Posted by: Bob Ringma | June 7, 2011



Before leaving Pusan for the forward area, we had a chance to look around the city.  The spirit of entrepreneurship was everywhere.  Hundreds of boys had shoeshine kits.  They knew what they were doing because there was so little pavement underfoot; your boots were dirty again shortly after being shined.

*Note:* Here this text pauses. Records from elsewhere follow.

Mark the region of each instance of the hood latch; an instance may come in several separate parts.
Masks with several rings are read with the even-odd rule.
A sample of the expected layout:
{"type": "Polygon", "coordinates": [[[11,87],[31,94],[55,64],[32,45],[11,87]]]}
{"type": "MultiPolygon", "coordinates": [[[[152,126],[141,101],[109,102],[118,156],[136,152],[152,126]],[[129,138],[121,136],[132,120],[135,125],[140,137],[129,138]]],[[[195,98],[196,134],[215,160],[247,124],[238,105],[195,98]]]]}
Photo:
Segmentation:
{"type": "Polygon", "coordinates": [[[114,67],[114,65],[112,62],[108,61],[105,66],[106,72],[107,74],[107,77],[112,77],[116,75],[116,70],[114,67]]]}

Every momma-san took in laundry – and did a good job on it too, without the use of soap.  Bizarre signs were everywhere.  My mind’s eye still sees one that read “Bob Hope Laundry and Photo Studio.”  Girls as young as twelve or thirteen were prostitutes, some of them in organized brothels, others free-lancing on the streets of Pusan.


The currency of South Korea is the won.  The only denomination I ever remember seeing was the one thousand won note, worth less than twenty cents at the time.  And if its value made it seem cheap, the banknote itself, printed on poor quality paper, made matters worse.  A forger wouldn’t (and probably didn’t) have a problem running off counterfeit bills.  Because the one thousand won note was the only one used, I have seen a paymaster lugging the bills around in a kitbag.  The only other legal tender for the troops was American scrip, which was printed on decent paper and in a variety of denominations.  US dollars were legally prohibited but were nevertheless in use, particularly for shady transactions.


Two weeks after our arrival in Pusan, we moved north to join other formations in the front-line.  It was a slow, wearying journey along the Main Service Route, which was just a two-way dirt road.  Our unit had no radios, so we had no connection with Brigade Headquarters and didn’t know what was happening up ahead.  We were operating in the dark, simply following the convoys ahead of us on the dusty MSR.  When those ahead stopped, we all did.  When they moved, so did we.  Along the way there were red caps, British military police, so we figured that Brit units were mixed in with our own convoys.  This seemed to be confirmed by the frequency of the halts, at which time we pictured an Englishman up ahead saying, “Let’s stop for a brew, chaps.”


We had been warned that there were guerillas along the way, so were watchful and a bit apprehensive.  On reaching Taegu, we were directed into a dry streambed for an overnight stop.  We were just settling in when shots rang out.  Pistol drawn, I headed toward the sound of the firing.  There I found our CO on his belly taking cover under a two and half ton truck.  Further reconnaissance found nothing.  A nervous soldier on sentry duty for the first time probably fired the shots.  It would not be the last time that we had a false alarm.  Green troops and live ammunition are a volatile mix.


Within a couple of weeks of our arrival in the forward area, our brigade had shaken itself out and was ready to take its place in the line.  The rest of the OFP had set up for business, ready to supply units with spare parts and general stores.  My own sub-unit, the MLBU, was getting ready for its first deployment.  A messenger from Brigade HQ gave me the location of the Patricias, which had preceded the brigade to Korea in November.  I was to go there and offer them showers and clean clothing.  The unit had been on its own for months, so was coping with its own hygiene challenges.  I was told “Thanks, but no thanks.”


Han River bath parade

Determined to put my unit to work, the headquarters then told me that two companies of another infantry battalion would parade to my unit, encamped on the bank of the Han River, the next day at 1400 hours.  I sent word back that we were not ready yet and was immediately told, “You’d better be, because your first customers will be there tomorrow afternoon.”  One of our problems was that we didn’t have duckboards and were still having them made.  However, there were to be no more excuses, so I urged SSgt Reid to get ready for the onslaught.  He and the men did, but our first bath parade was to be a slow cumbersome operation.  Two hundred men arrived at the appointed time and stripped off most of their clothes, waiting for their turn in the showers, which could handle twenty-four men at a time.  The line snaked along the riverbank.  Fortunately, it was a warm and sunny day and, in spite of the long wait, there were few complaints.  With that first gut-churner out of the way, we could work at improving our communication with Brigade and with the troops.